I took it to my local machine shop and they hit it with a big hammer and drift. Tightened it right up, hope it holds ok. He didn't think much of welding steel to cast iron.
 
cyclegeezer said:
I took it to my local machine shop and they hit it with a big hammer and drift. Tightened it right up, hope it holds ok. He didn't think much of welding steel to cast iron.

Someone said it was cast steel, although I too thought it was iron.
 
pvisseriii said:
They are welded in place from the factory so I would think that a little wire wheeling and light grinding, they could be welded back tight.

These little flux welders at Harbor Freight are the cats ass. Look for them on sale periodically at 90bucks. 120 ac

I maybe wrong here. They may be maching peened in place and your man simply repeened them back home. Sounds ok to me.
 
I have limited experience, but the 2 I've seen have been peened in place. The one that came with the bike had interesting shapes in the riveting, dished mushrooms, unfortunately it also was worn to the nubs chainwise. The one I am replacing it with had simpler peened rivets.
 
cyclegeezer said:
I have limited experience, but the 2 I've seen have been peened in place. The one that came with the bike had interesting shapes in the riveting, dished mushrooms, unfortunately it also was worn to the nubs chainwise. The one I am replacing it with had simpler peened rivets.

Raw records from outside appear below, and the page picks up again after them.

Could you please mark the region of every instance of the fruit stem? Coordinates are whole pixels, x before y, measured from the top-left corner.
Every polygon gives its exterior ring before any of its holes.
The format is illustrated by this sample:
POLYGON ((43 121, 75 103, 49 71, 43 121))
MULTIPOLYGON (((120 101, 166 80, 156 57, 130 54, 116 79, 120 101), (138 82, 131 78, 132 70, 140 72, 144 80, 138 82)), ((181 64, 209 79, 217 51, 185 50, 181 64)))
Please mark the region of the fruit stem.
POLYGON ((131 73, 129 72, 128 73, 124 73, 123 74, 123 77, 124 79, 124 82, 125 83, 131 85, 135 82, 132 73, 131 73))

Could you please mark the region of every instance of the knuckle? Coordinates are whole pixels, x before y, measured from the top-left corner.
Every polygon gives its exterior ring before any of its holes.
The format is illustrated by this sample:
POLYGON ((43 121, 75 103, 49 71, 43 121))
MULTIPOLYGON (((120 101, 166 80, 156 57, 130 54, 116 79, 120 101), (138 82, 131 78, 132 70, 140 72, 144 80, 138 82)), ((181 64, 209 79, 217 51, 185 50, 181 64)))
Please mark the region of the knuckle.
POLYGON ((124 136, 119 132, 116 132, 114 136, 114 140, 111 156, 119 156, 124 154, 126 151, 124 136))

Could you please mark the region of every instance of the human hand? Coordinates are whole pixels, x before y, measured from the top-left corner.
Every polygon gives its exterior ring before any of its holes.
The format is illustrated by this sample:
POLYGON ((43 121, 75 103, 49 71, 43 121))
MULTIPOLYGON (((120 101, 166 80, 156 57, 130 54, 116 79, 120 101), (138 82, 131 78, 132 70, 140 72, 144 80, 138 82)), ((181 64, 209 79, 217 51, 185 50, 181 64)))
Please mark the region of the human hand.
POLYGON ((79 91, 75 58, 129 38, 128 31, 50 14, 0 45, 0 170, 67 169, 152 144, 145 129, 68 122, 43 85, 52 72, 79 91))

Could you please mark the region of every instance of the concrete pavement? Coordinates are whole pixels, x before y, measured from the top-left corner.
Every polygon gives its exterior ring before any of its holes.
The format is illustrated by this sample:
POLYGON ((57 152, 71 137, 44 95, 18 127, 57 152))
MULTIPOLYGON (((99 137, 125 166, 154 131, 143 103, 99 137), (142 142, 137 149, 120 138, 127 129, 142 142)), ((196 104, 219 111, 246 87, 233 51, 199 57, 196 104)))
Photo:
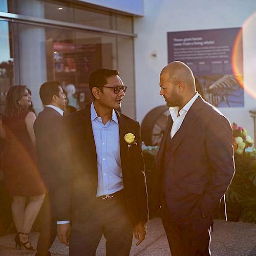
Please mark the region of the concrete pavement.
MULTIPOLYGON (((168 242, 159 218, 151 220, 148 224, 147 236, 139 246, 135 246, 134 239, 131 255, 169 256, 168 242)), ((32 256, 24 249, 15 249, 15 234, 0 237, 0 255, 32 256)), ((211 251, 213 256, 256 256, 256 224, 242 222, 225 223, 223 220, 215 221, 212 232, 211 251)), ((30 238, 35 247, 38 233, 32 233, 30 238)), ((104 239, 102 238, 97 250, 97 256, 105 255, 104 239)), ((60 244, 57 238, 51 249, 52 255, 63 256, 68 254, 68 247, 60 244)), ((121 255, 120 255, 121 256, 121 255)))

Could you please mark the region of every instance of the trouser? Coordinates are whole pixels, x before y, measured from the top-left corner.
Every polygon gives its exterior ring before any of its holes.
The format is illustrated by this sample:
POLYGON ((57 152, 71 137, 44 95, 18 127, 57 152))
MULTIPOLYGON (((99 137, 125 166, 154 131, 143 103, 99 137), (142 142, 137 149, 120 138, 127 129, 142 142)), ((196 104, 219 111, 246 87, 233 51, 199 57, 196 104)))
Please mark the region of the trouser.
POLYGON ((123 193, 112 198, 97 199, 88 219, 73 223, 69 242, 70 256, 95 255, 102 234, 108 256, 129 255, 133 227, 125 207, 123 193))
POLYGON ((49 255, 51 248, 57 233, 57 218, 56 206, 53 192, 49 192, 45 198, 44 221, 42 223, 41 231, 37 241, 37 252, 35 256, 49 255))
POLYGON ((191 224, 182 225, 170 214, 165 199, 161 201, 161 216, 172 255, 210 255, 212 221, 200 216, 191 224))

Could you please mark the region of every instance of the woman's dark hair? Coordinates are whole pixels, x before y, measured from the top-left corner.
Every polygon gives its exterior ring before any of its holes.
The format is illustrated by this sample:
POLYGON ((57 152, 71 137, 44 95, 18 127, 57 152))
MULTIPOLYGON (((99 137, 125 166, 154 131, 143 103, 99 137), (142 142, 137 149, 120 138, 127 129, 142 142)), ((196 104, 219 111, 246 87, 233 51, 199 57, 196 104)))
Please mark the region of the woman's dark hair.
POLYGON ((39 94, 44 105, 51 104, 54 95, 58 95, 60 84, 56 81, 44 83, 40 87, 39 94))
POLYGON ((117 70, 108 69, 98 69, 94 71, 89 77, 89 88, 93 97, 92 89, 94 87, 100 87, 108 83, 106 79, 112 76, 119 76, 117 70))
MULTIPOLYGON (((28 88, 27 88, 27 90, 28 90, 28 92, 29 92, 29 94, 30 96, 32 96, 32 93, 31 93, 31 91, 30 91, 30 90, 28 88)), ((33 112, 36 116, 36 113, 35 112, 35 109, 34 109, 34 106, 33 105, 33 103, 32 101, 31 101, 31 105, 29 106, 28 110, 29 111, 31 111, 31 112, 33 112)))
POLYGON ((6 96, 5 115, 13 116, 19 114, 22 109, 18 102, 24 95, 26 89, 26 86, 14 86, 9 89, 6 96))

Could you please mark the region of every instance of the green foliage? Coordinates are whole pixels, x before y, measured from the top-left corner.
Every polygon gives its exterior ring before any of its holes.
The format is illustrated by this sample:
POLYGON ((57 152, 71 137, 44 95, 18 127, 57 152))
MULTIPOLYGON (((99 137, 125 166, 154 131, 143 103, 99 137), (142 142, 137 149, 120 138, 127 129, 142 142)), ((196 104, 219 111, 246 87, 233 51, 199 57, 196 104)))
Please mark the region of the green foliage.
POLYGON ((236 173, 226 193, 229 220, 256 223, 256 157, 235 155, 236 173))
MULTIPOLYGON (((145 147, 143 156, 146 166, 146 177, 151 199, 155 163, 158 147, 145 147)), ((226 193, 227 216, 230 221, 256 223, 256 154, 255 151, 235 154, 236 173, 226 193)))

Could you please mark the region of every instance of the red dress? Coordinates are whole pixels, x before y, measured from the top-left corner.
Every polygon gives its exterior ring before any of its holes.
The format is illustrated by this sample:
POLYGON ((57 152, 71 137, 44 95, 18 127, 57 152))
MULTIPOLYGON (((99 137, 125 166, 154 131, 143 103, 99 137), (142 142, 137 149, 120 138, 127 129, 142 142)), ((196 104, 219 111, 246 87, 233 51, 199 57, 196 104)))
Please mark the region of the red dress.
POLYGON ((6 134, 3 153, 4 180, 11 196, 35 196, 46 191, 25 123, 29 112, 22 110, 19 115, 3 117, 6 134))

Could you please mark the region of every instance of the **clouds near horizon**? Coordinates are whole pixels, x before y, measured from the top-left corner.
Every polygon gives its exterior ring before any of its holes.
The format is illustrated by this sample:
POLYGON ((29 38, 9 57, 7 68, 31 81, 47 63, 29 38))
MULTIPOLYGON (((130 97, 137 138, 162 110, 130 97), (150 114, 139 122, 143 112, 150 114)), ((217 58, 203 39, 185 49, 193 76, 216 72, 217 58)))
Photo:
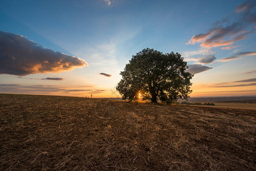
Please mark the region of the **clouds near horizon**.
POLYGON ((103 72, 100 73, 100 74, 99 74, 99 75, 104 75, 104 76, 107 76, 107 77, 111 77, 111 76, 112 76, 112 75, 108 74, 105 74, 105 73, 103 73, 103 72))
POLYGON ((87 66, 82 59, 43 48, 22 35, 0 31, 0 74, 60 72, 87 66))
POLYGON ((201 64, 192 64, 188 65, 188 66, 189 68, 186 70, 186 72, 189 72, 192 74, 196 74, 213 68, 212 67, 201 64))
POLYGON ((220 60, 219 60, 220 62, 228 62, 234 59, 237 59, 238 58, 241 58, 243 56, 253 56, 256 55, 256 52, 239 52, 235 54, 234 56, 230 56, 230 57, 226 57, 220 60))

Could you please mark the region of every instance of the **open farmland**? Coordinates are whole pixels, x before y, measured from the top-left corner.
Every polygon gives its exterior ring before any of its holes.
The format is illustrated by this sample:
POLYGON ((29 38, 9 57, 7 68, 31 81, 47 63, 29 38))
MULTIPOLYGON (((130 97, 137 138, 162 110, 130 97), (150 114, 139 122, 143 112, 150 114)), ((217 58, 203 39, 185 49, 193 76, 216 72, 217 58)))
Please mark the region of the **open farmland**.
POLYGON ((256 169, 256 110, 0 94, 0 170, 256 169))

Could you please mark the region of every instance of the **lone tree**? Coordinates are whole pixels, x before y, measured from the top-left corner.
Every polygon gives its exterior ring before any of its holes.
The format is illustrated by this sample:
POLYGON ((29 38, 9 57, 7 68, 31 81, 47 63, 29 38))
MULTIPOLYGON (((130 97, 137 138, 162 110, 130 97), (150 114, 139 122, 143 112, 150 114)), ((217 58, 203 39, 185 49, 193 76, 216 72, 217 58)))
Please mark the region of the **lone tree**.
POLYGON ((186 72, 186 62, 178 53, 163 54, 153 48, 145 48, 133 55, 124 71, 116 90, 123 99, 138 98, 152 102, 187 99, 193 75, 186 72))

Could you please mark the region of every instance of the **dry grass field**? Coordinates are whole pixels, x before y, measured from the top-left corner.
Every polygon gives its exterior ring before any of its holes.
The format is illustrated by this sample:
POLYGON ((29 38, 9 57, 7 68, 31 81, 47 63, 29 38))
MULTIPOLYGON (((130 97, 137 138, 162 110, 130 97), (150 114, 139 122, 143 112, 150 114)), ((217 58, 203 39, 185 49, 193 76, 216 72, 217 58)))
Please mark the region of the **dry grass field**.
POLYGON ((0 170, 255 170, 256 110, 0 94, 0 170))

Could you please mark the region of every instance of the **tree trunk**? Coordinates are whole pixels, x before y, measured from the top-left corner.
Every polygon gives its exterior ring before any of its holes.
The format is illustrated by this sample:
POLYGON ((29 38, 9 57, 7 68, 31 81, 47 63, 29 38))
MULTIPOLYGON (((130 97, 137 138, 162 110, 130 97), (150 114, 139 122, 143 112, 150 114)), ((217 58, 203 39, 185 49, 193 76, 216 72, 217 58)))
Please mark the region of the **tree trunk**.
POLYGON ((153 93, 151 93, 151 102, 152 103, 157 103, 157 95, 156 93, 156 92, 153 92, 153 93))

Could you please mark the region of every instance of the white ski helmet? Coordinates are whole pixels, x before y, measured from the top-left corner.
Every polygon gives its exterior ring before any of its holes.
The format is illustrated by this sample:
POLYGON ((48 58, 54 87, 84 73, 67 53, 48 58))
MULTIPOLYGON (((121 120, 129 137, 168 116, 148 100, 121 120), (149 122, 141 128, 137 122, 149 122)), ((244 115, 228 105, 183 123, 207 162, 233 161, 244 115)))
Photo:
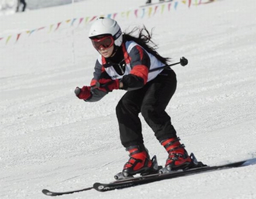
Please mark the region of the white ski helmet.
POLYGON ((91 25, 89 31, 90 39, 104 35, 111 35, 114 39, 115 45, 121 46, 123 42, 122 30, 113 19, 99 17, 91 25))

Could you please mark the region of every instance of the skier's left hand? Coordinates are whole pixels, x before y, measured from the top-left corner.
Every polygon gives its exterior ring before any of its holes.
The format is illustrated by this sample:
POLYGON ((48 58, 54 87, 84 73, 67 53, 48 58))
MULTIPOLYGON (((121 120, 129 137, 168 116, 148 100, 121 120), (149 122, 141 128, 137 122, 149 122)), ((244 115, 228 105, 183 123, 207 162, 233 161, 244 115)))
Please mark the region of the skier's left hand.
POLYGON ((78 98, 87 100, 91 96, 91 87, 85 86, 83 86, 82 88, 76 87, 74 90, 74 93, 78 98))
POLYGON ((111 92, 113 89, 119 89, 119 80, 111 79, 99 79, 98 82, 100 84, 100 86, 97 88, 104 92, 111 92))

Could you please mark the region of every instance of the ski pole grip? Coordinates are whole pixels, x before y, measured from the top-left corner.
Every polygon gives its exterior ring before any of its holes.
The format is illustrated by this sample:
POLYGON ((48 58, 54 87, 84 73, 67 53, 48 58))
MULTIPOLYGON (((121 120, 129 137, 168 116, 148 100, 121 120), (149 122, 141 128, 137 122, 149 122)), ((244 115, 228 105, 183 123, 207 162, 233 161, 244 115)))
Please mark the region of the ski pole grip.
POLYGON ((180 58, 180 65, 182 65, 182 66, 185 66, 189 63, 189 61, 187 60, 187 59, 184 57, 180 58))

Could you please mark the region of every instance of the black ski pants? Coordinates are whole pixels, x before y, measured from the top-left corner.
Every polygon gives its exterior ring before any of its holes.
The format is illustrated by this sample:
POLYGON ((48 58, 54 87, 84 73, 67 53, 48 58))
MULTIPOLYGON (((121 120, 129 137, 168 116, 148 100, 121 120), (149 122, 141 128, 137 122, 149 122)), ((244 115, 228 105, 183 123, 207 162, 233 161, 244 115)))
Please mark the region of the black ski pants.
POLYGON ((165 111, 176 87, 176 74, 167 68, 142 88, 125 94, 116 108, 121 142, 125 147, 143 144, 140 113, 159 142, 176 137, 170 117, 165 111))

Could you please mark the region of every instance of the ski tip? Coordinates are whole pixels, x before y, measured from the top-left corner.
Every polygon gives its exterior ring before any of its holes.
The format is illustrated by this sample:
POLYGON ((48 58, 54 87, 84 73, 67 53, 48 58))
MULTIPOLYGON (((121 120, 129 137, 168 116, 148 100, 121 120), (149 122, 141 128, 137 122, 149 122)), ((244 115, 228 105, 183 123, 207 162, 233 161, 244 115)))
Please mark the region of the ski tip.
POLYGON ((43 194, 44 194, 47 196, 54 196, 54 194, 52 194, 52 193, 51 193, 50 191, 49 191, 47 189, 43 189, 42 190, 42 192, 43 194))

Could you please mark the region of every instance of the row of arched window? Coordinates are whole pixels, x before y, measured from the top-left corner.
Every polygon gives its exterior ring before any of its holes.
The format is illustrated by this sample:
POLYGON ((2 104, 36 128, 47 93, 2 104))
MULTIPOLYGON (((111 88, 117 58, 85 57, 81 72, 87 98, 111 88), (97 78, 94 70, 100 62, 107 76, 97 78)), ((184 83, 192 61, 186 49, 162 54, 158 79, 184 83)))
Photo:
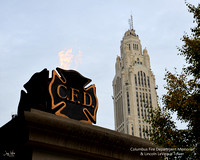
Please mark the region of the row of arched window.
POLYGON ((138 74, 135 74, 135 85, 150 88, 149 76, 146 76, 144 72, 139 71, 138 74))
POLYGON ((138 118, 149 119, 149 111, 152 110, 151 94, 136 92, 138 118))
MULTIPOLYGON (((133 43, 132 46, 133 46, 133 50, 138 50, 139 49, 138 44, 134 44, 133 43)), ((128 44, 128 49, 131 50, 131 44, 128 44)))

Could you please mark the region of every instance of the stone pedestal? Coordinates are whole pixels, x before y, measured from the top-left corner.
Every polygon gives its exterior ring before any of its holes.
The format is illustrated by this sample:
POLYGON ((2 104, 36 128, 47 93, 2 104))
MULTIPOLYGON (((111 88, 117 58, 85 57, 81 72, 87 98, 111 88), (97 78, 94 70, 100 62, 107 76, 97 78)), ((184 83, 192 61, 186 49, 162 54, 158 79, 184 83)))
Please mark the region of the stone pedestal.
POLYGON ((156 160, 158 158, 140 156, 140 151, 131 151, 131 148, 155 148, 147 140, 35 109, 25 111, 24 117, 13 118, 0 128, 0 134, 1 157, 4 159, 156 160))

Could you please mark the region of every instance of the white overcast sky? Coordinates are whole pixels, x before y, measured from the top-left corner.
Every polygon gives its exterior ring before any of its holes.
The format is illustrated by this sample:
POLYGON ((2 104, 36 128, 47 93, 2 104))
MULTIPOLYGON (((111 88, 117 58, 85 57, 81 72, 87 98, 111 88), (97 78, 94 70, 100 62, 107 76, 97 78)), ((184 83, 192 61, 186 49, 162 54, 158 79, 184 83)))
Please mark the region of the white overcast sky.
POLYGON ((0 1, 0 126, 17 113, 20 91, 30 77, 44 68, 51 72, 59 66, 58 53, 72 48, 74 55, 82 52, 77 71, 96 85, 97 125, 114 129, 112 80, 131 14, 161 97, 165 69, 181 70, 185 61, 177 46, 194 26, 184 0, 0 1))

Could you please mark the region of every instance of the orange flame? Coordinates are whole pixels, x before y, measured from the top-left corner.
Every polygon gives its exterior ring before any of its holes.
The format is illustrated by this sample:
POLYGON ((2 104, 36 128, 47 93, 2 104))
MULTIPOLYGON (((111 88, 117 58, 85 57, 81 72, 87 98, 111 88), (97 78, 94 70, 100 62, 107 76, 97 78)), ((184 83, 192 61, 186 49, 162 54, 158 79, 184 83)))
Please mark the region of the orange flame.
POLYGON ((60 67, 63 69, 77 69, 79 64, 81 64, 82 52, 80 50, 78 51, 78 55, 74 56, 72 54, 72 49, 68 49, 67 51, 65 49, 59 52, 58 56, 60 59, 60 67), (73 65, 74 67, 71 67, 71 65, 73 65))

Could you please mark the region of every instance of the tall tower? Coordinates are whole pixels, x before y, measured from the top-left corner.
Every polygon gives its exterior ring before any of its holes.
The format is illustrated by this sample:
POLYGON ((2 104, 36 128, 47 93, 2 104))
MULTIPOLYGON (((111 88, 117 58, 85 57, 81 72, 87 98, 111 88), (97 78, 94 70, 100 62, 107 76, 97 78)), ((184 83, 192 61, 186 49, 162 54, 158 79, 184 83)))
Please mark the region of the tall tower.
POLYGON ((121 56, 117 56, 113 79, 113 101, 115 130, 118 132, 148 138, 145 130, 151 126, 145 122, 149 110, 157 107, 155 76, 151 71, 150 58, 133 29, 121 41, 121 56))

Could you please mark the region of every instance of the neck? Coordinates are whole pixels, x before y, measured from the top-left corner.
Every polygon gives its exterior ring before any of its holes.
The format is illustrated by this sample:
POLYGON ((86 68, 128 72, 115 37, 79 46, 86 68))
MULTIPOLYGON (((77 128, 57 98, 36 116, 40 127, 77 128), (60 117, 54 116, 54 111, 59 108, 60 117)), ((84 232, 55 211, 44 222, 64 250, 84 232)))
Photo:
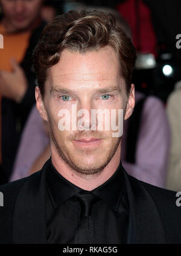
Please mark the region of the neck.
POLYGON ((57 171, 71 183, 89 191, 109 180, 116 172, 120 163, 121 142, 115 155, 105 168, 98 173, 89 175, 75 172, 59 157, 52 144, 51 147, 52 163, 57 171))

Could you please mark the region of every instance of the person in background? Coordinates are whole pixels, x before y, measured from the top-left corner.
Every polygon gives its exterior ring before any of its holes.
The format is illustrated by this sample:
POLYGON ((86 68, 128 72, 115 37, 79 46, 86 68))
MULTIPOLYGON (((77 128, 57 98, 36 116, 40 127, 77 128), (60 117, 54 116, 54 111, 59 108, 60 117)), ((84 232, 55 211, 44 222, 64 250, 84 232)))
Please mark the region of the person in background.
MULTIPOLYGON (((84 6, 84 8, 89 7, 84 6)), ((113 14, 117 24, 132 36, 129 25, 118 12, 105 7, 92 8, 113 14)), ((135 110, 124 123, 121 149, 123 166, 135 178, 164 187, 170 130, 163 103, 155 96, 146 97, 136 90, 135 110)), ((10 181, 38 171, 49 158, 49 140, 45 125, 34 106, 23 133, 10 181)))
POLYGON ((181 81, 178 81, 170 95, 167 112, 171 128, 171 147, 169 155, 167 188, 181 190, 181 81))
POLYGON ((22 130, 34 104, 31 54, 46 22, 43 0, 0 0, 0 184, 7 182, 22 130))

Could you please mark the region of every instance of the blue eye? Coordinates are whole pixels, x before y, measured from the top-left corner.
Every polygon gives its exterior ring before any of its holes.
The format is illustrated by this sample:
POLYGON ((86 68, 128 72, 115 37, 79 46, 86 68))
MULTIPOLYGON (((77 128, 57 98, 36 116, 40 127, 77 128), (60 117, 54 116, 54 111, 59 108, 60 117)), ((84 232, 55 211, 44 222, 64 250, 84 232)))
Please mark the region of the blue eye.
POLYGON ((70 99, 71 97, 68 95, 63 95, 63 96, 62 96, 61 98, 64 101, 68 101, 70 99))
POLYGON ((108 95, 107 94, 104 94, 104 95, 102 95, 101 97, 103 99, 108 99, 110 98, 110 95, 108 95))

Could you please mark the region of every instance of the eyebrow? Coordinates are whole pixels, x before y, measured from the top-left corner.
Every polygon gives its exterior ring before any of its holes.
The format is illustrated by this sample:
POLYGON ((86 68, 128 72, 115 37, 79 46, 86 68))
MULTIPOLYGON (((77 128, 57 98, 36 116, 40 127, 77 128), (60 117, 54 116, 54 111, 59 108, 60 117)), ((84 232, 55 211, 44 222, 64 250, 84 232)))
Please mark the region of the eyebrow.
MULTIPOLYGON (((95 90, 96 93, 111 93, 111 92, 121 92, 121 89, 120 87, 118 87, 117 86, 113 86, 113 87, 108 87, 105 88, 101 88, 98 90, 95 90)), ((58 87, 51 87, 50 89, 50 93, 64 93, 64 94, 69 94, 74 93, 74 91, 72 90, 69 90, 65 88, 58 88, 58 87)))

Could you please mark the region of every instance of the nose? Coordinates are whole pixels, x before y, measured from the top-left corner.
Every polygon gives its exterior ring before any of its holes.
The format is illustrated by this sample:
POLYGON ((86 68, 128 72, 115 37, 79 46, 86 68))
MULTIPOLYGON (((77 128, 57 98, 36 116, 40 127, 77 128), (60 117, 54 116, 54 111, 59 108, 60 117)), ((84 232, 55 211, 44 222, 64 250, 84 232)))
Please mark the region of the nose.
POLYGON ((96 120, 92 118, 92 110, 94 106, 91 102, 85 101, 78 104, 77 108, 77 128, 79 130, 95 130, 96 120))

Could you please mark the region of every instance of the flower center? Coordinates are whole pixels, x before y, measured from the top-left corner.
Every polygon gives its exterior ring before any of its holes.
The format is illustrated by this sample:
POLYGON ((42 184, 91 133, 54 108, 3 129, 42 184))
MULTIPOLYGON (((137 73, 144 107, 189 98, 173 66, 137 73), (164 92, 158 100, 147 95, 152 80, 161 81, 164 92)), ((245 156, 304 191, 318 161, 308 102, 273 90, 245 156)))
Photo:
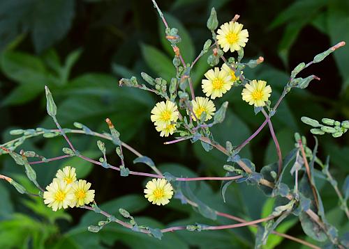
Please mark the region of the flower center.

Rear brake hub 74 850 commando
 
cyclegezer, I've had 3 rear hubs loosen their paddles and then twist
and then chew up even 10 ply HD raw rock conveyor belt cushions.
If factory smacking didn't hold up what makes you think and
second time will last long under Norton torque either.

Get me tack welded then grind back bead enough to clear brake parts.
I do this now on perfectly fine paddle before they get loose.

hobot
 
I agree with hobot - if they came loose once then just smaking them back in would be scary to me. If a bead with a MIG is not practical, I'd get a new drum.
 
I take it from hobot's post that the drum is weldable steel then? And swooshdave's picture is exactly what my worn out hub looks like inside.
 
Oh yes drum is easy ordinary weldable by any method and such small amounts of
weld need to fix the paddles, ain't no worry with distortion.
Don't need to go all the way around 2-4 tacks is permanent till
the chain teeth dissolve.

I put a dab of weak adhesive on cushions to reduce wheel fit hassle.

If they twist even mild run Cdo will chew up the cushions.
Peel on the other hand with her initial accidental set up,
is what both strained the paddles loose she also incredibly
to me chewed up very tough 10-12 ply rock conveyor belt.
The weak knee'd factory cushions were a big reason I switched
to Water Buffalo hub even if no real loss in mass.

hobot
 
Thanks everyone for the helpful advice. I got the studs tacked in place and put the rear wheel back together this afternoon. Now to finish up the new wiring harness.